Enfin, les affordances sont des potentialités offertes qui ne sont pas forcément manifestes ou effectives : elles peuvent très bien ne pas se réaliser, même si toutes les conditions sont réunies, puisqu’elles dépendent d’un agent pour se réaliser. Un individu en bonne santé peut décider de prendre l’ascenseur pour se rendre à l’étage supérieur plutôt que les escaliers. Un automobiliste peut choisir de ne pas prendre sa voiture pour traverser la ville mais le vélo ou les transports en commun, quitte à prendre plus de temps pour se rendre à son travail. La réalisation d’une action dépend finalement d’un agent auquel on peut attribuer une responsabilité, mais elle dépend également de l’environnement qui prédispose l’agent, ou plutôt lui offre une partie des conditions nécessaires à la réalisation de son action.

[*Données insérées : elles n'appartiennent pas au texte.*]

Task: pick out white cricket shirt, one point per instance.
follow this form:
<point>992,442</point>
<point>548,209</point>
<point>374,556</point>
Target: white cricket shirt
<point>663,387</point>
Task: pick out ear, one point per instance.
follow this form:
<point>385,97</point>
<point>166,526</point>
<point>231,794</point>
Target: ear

Aussi il me semble que la théorie des affordances permet de concevoir la ville comme un objet politique. L’environnement urbain offre des possibilités ou des opportunités d’action qui ne sont pas infinies. Il facilite certains modes de vie, certaines activités, certains comportements et choix spatiaux et en empêche d’autres. Mais l’élément important de la théorie

des affordances est que ces opportunités offertes par un objet technique sont le résultat de la

relation que ses usagers ont avec lui, et cela dans un contexte politique et social particulier.

Aussi l’usage des espaces urbains est parfois fort différent des fonctions prévues par les designers60. Les activités, les modes d’habitation, les comportements spatiaux et les usages de

l’espace sont créateurs d’opportunités et participent au potentiel offert par la ville tout autant que la forme, l’organisation et les infrastructures urbaines préconçues par les institutions.

C’est dans cette optique que je propose de comprendre l’idée lefebvrienne que la ville est un véhicule de l’ordre lointain dominant, sans tomber dans le déterminisme géographique qui empêcherait de considérer la possibilité pour les habitant.e.s d’innover et de s’organiser pour détourner et se réapproprier leurs lieux de vie, y ouvrir des possibles. La théorie des affordances nous permet d’envisager la part de liberté interstitielle dont s’emparent les habitant.e.s, à travers leurs ré-interprétations quotidiennes spontanées et/ou subversives de la trame urbaine. Les

affordances urbaines découlent finalement d'une dialectique qui se joue chez l'habitant.e entre

la fonction des espaces prévue par leurs concepteurs et conceptrices et la fonction qu'il ou elle lui imagine et lui donne par la pratique.